Federal agencies and regulators announced this week that LifeLock will pay $12 million to settle a complaint that it used false and misleading claims in its advertising. $11 million of the settlement will be paid to the Federal Trade Commission (FTC) and $1 million to 35 state attorneys general, all of whom worked together on this case.
The history of aggressive advertising by Lifelock, as well as Experian with their FreeCreditReport.com singing pirate ads, has been aimed at giving consumers a sense that they can prevent them from falling victim to identity theft.
FTC Chairman Jon Leibowitz said in a statement that:
"While LifeLock promised consumers complete protection against all types of identity theft, in truth, the protection it actually provided left enough holes that you could drive a truck through it."

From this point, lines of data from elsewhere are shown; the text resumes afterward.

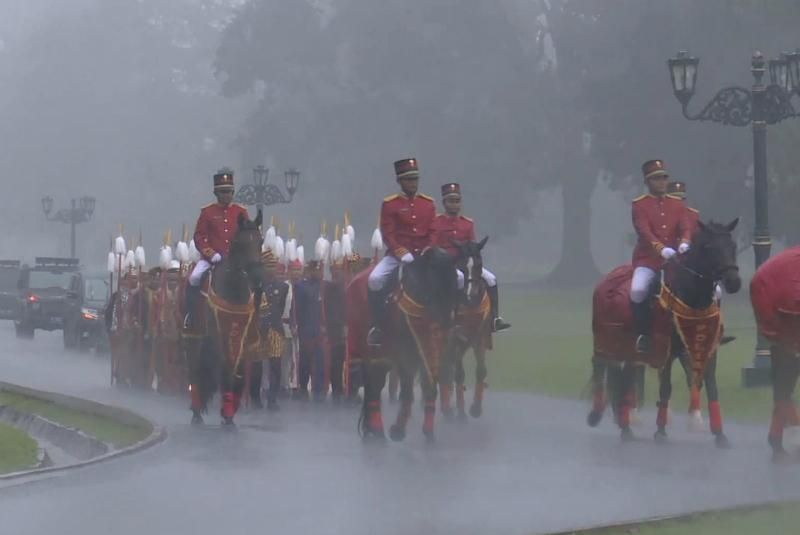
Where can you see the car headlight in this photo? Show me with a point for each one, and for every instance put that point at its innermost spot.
(89, 313)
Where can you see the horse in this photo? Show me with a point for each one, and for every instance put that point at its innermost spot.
(418, 316)
(474, 330)
(216, 349)
(686, 314)
(775, 297)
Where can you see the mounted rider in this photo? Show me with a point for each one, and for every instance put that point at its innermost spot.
(663, 228)
(452, 226)
(214, 232)
(405, 222)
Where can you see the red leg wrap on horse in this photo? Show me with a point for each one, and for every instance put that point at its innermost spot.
(694, 399)
(374, 417)
(715, 416)
(430, 412)
(460, 397)
(228, 409)
(197, 401)
(444, 396)
(663, 411)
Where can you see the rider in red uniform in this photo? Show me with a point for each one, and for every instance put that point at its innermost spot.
(215, 229)
(664, 230)
(405, 223)
(452, 226)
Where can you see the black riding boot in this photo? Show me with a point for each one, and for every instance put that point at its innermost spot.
(498, 324)
(642, 323)
(190, 305)
(377, 307)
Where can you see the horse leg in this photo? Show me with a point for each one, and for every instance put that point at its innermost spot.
(481, 372)
(371, 421)
(460, 379)
(664, 395)
(397, 431)
(598, 381)
(714, 409)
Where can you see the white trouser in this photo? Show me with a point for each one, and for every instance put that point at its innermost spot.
(641, 283)
(382, 272)
(199, 270)
(487, 275)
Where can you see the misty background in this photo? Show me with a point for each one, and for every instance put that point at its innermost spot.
(543, 110)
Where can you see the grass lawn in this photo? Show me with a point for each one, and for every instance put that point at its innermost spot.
(100, 427)
(17, 449)
(549, 348)
(775, 520)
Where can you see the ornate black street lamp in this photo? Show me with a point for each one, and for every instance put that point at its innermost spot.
(759, 106)
(261, 193)
(80, 212)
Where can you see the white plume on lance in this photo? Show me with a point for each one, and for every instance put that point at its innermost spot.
(130, 260)
(165, 256)
(269, 239)
(280, 249)
(182, 252)
(377, 240)
(119, 245)
(194, 254)
(336, 252)
(347, 246)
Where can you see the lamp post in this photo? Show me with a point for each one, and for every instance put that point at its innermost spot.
(757, 107)
(261, 193)
(80, 212)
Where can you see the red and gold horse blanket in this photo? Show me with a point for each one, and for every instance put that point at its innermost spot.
(775, 296)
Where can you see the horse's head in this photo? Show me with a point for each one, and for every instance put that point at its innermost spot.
(470, 263)
(245, 252)
(714, 252)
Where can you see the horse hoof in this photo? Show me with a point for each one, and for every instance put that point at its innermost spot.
(397, 433)
(475, 410)
(626, 434)
(594, 418)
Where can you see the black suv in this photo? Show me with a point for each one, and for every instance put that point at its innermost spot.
(84, 321)
(46, 291)
(9, 291)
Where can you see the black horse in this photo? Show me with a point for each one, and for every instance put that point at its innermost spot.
(419, 317)
(233, 297)
(474, 318)
(710, 261)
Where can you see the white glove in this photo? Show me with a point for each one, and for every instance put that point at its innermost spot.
(667, 253)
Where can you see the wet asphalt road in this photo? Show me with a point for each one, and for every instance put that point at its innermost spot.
(529, 465)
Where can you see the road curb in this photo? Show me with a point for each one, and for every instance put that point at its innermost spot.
(157, 433)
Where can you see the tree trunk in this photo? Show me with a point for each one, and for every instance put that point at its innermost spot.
(576, 266)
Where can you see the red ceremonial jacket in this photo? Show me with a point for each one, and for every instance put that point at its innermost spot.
(216, 227)
(446, 228)
(659, 222)
(406, 222)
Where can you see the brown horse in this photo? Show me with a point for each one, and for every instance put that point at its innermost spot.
(419, 315)
(216, 348)
(474, 330)
(685, 313)
(775, 296)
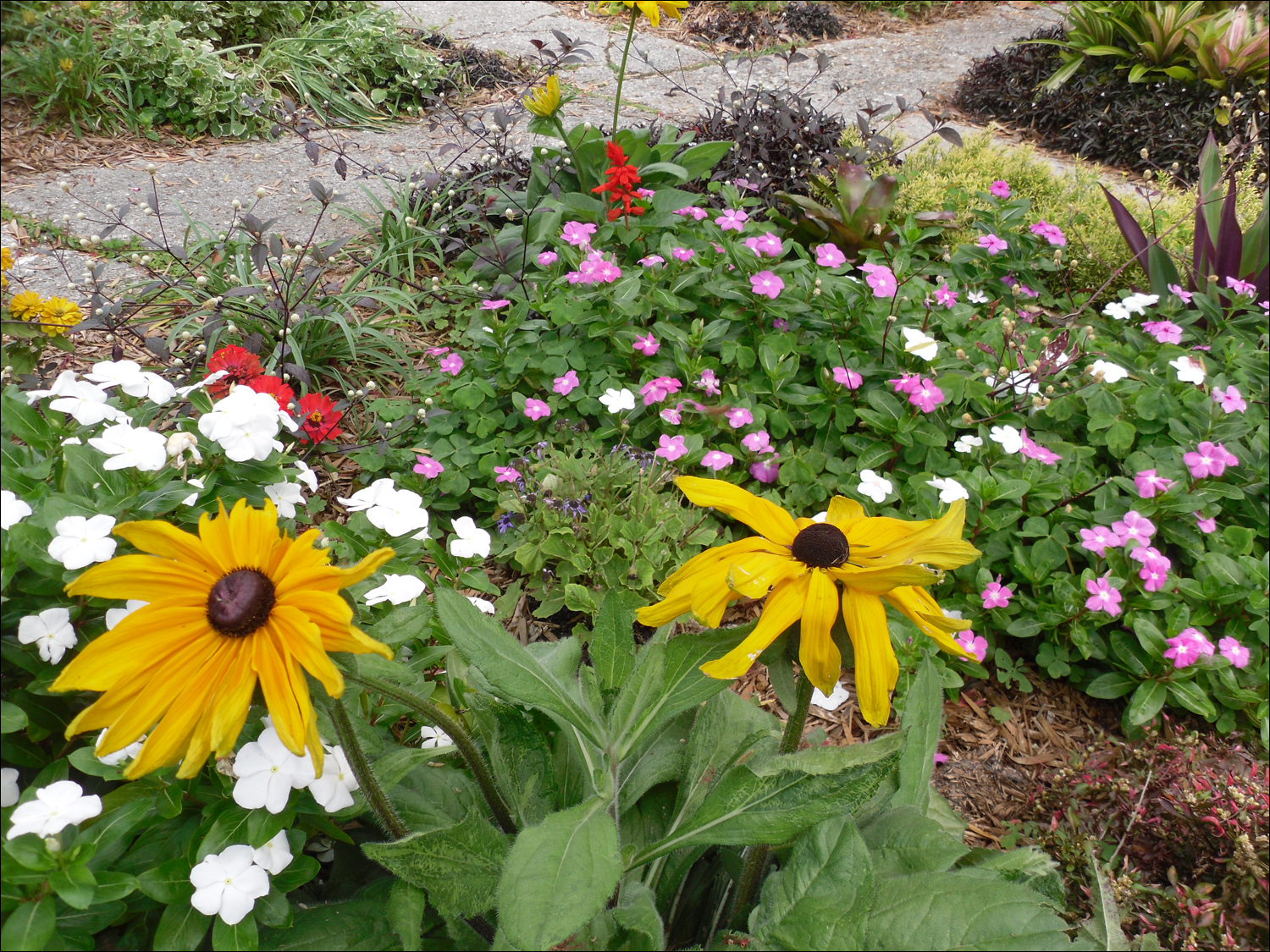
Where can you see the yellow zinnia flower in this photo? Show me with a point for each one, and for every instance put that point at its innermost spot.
(236, 603)
(799, 565)
(546, 99)
(654, 10)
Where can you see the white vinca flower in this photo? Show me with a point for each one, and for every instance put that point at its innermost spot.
(13, 510)
(617, 400)
(874, 487)
(55, 807)
(950, 490)
(51, 631)
(469, 541)
(919, 344)
(267, 773)
(396, 589)
(80, 541)
(131, 448)
(228, 883)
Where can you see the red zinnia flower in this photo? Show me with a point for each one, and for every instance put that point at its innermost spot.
(319, 418)
(274, 388)
(622, 178)
(243, 367)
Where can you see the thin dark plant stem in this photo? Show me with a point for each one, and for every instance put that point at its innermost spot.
(457, 733)
(384, 810)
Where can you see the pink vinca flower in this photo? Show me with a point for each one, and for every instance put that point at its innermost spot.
(566, 383)
(828, 256)
(716, 459)
(671, 448)
(996, 596)
(992, 243)
(1234, 652)
(648, 345)
(1229, 399)
(881, 278)
(848, 377)
(1102, 597)
(1148, 484)
(1099, 540)
(766, 284)
(536, 409)
(428, 467)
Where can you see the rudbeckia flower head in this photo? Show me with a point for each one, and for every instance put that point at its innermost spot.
(236, 604)
(812, 570)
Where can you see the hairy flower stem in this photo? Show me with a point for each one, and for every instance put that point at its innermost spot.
(384, 810)
(457, 733)
(621, 71)
(756, 856)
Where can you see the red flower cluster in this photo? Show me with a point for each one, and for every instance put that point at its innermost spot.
(622, 178)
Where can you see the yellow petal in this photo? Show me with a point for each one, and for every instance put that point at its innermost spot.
(784, 607)
(820, 657)
(876, 669)
(765, 518)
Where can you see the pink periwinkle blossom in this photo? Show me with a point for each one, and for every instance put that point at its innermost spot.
(671, 448)
(1229, 399)
(996, 596)
(716, 459)
(1102, 597)
(1234, 652)
(1051, 233)
(828, 256)
(848, 377)
(566, 383)
(578, 233)
(1209, 459)
(766, 284)
(881, 278)
(647, 345)
(428, 467)
(536, 409)
(660, 388)
(993, 244)
(1163, 332)
(1099, 540)
(1150, 482)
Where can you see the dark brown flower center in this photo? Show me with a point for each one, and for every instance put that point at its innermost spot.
(822, 546)
(240, 602)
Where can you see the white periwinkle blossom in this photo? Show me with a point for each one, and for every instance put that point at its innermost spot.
(228, 883)
(81, 541)
(919, 344)
(131, 448)
(334, 789)
(950, 490)
(396, 589)
(13, 510)
(274, 856)
(1010, 438)
(55, 807)
(394, 510)
(267, 773)
(874, 487)
(51, 631)
(617, 400)
(469, 541)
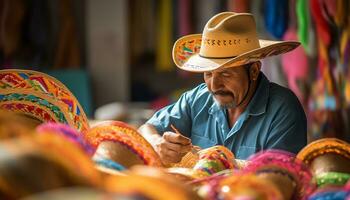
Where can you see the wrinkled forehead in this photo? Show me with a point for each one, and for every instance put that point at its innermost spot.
(235, 69)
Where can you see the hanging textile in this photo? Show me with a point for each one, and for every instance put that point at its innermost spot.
(276, 17)
(295, 63)
(164, 43)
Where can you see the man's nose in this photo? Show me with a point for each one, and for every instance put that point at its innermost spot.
(215, 83)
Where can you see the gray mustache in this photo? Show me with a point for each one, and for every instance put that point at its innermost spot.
(222, 93)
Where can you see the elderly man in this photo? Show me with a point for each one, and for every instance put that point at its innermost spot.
(237, 106)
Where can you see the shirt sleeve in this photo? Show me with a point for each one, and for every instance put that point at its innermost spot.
(177, 114)
(288, 130)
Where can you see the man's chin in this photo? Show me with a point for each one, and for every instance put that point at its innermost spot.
(225, 105)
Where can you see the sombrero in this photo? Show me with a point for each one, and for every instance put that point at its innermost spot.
(228, 39)
(215, 159)
(331, 194)
(13, 125)
(150, 183)
(247, 186)
(329, 159)
(286, 164)
(43, 162)
(122, 144)
(68, 133)
(324, 146)
(40, 96)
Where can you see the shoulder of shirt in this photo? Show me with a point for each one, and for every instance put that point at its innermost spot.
(199, 92)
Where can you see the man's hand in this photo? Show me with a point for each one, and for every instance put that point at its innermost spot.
(171, 147)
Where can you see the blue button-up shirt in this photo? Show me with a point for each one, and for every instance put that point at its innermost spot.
(273, 119)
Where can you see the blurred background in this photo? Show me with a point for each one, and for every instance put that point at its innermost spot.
(115, 55)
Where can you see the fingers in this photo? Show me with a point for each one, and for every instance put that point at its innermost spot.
(176, 138)
(170, 156)
(177, 147)
(172, 147)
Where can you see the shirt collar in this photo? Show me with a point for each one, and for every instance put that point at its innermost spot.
(258, 103)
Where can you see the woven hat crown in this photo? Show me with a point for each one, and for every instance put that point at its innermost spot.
(228, 34)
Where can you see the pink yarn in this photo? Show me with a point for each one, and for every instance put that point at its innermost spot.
(295, 64)
(286, 161)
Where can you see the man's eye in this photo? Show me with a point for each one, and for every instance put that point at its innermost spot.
(207, 74)
(225, 74)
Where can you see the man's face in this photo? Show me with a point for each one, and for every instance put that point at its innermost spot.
(228, 86)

Illinois Attorney General Lisa Madigan concurred by saying:
"This agreement effectively prevents LifeLock from misrepresenting that its services offer absolute prevention against identity theft because there is unfortunately no foolproof way to avoid ID theft."
Unfortunately, this situation illustrates how a company can parlay millions of advertising dollars into a consumer franchise based on fundamentally unsound claims. Certainly a perfect example of where a real consumer need based on a serious problem -- identity theft -- is being addressed by a organization that isn't playing straight with the American people.